During the whole course of treatment the purpose of all the psychotherapeutic techniques applied to him to enhance Mr. X’s understanding of his sing and symptoms, reducing his level of anxiety, improving his repertoire of social skills and assertiveness control, helping him in gaining greater control on his mood by shifting thoughts and getting him involved in enjoyable activities, enhancing his selfesteem, teaching him constructive and healthy taught patterns and teach him problem-solving strategies.

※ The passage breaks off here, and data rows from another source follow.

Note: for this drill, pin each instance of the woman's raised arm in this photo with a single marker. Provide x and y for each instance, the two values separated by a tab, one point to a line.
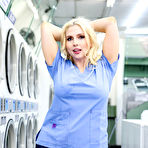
49	35
108	25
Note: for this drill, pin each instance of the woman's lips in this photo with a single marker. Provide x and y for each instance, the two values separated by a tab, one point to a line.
77	50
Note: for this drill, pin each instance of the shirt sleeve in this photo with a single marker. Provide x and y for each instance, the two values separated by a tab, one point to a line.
111	67
52	69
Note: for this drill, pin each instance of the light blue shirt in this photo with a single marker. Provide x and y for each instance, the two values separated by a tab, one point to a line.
77	117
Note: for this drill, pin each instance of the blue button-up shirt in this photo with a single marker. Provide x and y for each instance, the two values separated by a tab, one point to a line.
77	117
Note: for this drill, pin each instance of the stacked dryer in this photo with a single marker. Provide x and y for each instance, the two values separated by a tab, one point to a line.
18	89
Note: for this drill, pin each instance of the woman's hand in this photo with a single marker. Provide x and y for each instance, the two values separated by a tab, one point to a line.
49	35
108	25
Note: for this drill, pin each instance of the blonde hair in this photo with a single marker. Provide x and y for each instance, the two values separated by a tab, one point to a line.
92	54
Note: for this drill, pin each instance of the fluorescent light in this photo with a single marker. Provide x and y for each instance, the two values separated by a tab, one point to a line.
33	9
143	31
110	3
136	13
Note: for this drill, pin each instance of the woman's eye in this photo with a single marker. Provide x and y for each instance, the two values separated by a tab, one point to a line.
69	39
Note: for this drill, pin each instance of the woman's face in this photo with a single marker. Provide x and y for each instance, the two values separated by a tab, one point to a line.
76	43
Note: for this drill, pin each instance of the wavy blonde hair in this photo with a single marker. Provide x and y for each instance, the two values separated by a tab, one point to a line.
90	35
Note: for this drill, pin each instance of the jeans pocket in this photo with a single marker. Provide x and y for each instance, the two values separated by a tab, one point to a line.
55	127
98	126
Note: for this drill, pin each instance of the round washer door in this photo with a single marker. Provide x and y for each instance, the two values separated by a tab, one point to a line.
11	61
22	69
9	139
36	81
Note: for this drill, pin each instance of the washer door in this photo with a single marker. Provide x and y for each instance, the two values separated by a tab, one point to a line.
21	139
9	139
30	85
35	126
11	61
36	81
22	69
29	131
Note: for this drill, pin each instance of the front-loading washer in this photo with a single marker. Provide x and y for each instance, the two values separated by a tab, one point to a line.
36	80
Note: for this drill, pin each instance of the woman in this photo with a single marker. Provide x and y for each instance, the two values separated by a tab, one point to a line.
82	79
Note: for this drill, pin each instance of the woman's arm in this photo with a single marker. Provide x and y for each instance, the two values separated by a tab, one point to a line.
49	35
111	41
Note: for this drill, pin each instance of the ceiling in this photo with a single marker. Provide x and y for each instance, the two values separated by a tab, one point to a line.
93	9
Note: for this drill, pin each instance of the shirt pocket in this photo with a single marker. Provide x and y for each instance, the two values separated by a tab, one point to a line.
98	126
55	127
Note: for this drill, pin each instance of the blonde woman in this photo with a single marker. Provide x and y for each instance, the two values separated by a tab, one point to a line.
82	79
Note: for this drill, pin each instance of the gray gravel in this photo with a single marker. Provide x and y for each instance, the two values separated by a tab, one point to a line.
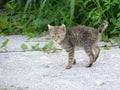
36	70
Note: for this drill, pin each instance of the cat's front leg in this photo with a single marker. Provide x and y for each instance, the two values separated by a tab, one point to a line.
71	59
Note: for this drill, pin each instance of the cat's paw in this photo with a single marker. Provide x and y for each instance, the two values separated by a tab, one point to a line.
68	66
74	61
88	65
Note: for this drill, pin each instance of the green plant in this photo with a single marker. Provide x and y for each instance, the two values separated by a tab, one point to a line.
4	44
24	47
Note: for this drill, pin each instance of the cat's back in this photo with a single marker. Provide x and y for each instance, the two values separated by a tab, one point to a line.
82	34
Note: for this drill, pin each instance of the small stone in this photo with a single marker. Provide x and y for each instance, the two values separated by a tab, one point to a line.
46	66
100	83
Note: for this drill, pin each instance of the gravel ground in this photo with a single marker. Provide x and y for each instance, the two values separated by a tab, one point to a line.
36	70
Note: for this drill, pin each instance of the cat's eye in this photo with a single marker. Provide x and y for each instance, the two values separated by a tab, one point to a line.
53	36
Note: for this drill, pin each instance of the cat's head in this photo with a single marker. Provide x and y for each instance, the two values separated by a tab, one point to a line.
57	32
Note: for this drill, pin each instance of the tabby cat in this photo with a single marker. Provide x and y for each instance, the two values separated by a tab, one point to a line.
82	36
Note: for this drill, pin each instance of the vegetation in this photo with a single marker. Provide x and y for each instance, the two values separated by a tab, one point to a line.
30	17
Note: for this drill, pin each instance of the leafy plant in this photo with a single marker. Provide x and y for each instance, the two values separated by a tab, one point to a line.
4	44
36	46
24	47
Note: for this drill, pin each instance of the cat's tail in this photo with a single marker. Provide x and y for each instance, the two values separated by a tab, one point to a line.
103	26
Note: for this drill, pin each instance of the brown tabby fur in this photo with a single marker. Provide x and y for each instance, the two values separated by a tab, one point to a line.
82	36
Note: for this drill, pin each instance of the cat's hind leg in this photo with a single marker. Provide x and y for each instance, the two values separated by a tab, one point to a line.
91	56
71	59
97	52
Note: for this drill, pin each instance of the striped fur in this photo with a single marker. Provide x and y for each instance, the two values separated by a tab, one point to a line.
82	36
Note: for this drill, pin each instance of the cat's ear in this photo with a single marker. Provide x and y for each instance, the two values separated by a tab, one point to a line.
62	27
50	27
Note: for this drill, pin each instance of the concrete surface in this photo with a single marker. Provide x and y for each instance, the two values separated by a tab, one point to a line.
36	70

Current CBT protocols [31,32] emphasize on the early-intervention strategies to overcome the impact of hypomanic or manic episodes. For overcoming the likelihood of poor financial, social and sexual decisions that may occur in the context of an episode, these interventions are made.

Conclusion

The aim of the present study was to treat Mr. X who was diagnosed with Bipolar 1 disorder by psychotherapy more specifically with CBT rather than medications. Client was given proper psychotherapeutic sessions by the psychotherapist and it was shown that client successfully recover from his disease. So it is concluded that psychotherapy is very effective for the bipolar disorders and those patients who do not respond to medication can be best treated by psychotherapy. All the ethics of psychotherapy and counselling were maintained.

Limitations

Following are the limitations of the study:

• This is a clinical case study and case studies always have limited generazibility.

• Longitudinal research is needed for examining the development of bipolar disorder in whole life span.

• Only cognitive behavior therapy was applied in this case according to the need of client.